PT Pos Indonesia Akui Teken 5 Kontrak dengan KPU
Selasa, 19 Apr 2005 15:54 WIB
Jakarta - Dalam pemeriksaan di Komisi Pemberantasan Korupsi (KPK), PT Pos Indonesia mengakui menandatangani kontrak kerja sama dengan KPU senilai Rp 52 miliar."Kita hanya memberikan konfirmasi data kontrak-kontrak kerjasama yang kita lakukan mengenai distribusi surat suara," kata Manajer Komunikasi PT Pos Indonesia Aries Setiyanto usai pemeriksaan di gedung KPK, Jalan Veteran, Jakarta Pusat, Selasa (19/4/2005).Menurut dia, PT Pos Indonesia menandatangi 5 kontrak kerjasama dengan KPU senilai Rp 52 miliar.Dalam pemeriksaan, Aries mengaku tidak dikonfrontir dengan Ketua KPU Nazaruddin Syamsuddin."Saya nggak bareng Nazaruddin.

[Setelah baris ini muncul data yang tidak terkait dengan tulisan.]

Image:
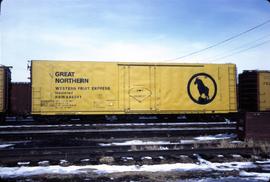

Bahkan, saya nggak tahu kalau ada Nazaruddin di sini," ujarnya.KPK juga memeriksa Direksi PT Royal Standar Untung. PT Royal merupakan pemenang tander untuk penyediaan surat suara pada pemilu legislatif 2004."Kami hanya menerangkan proses tender di KPU tentang penyediaan surat suara untuk pemilu legislatif. Saya memberikan harga Rp 250 untuk satu lembar surat suara," kata Untung singkat.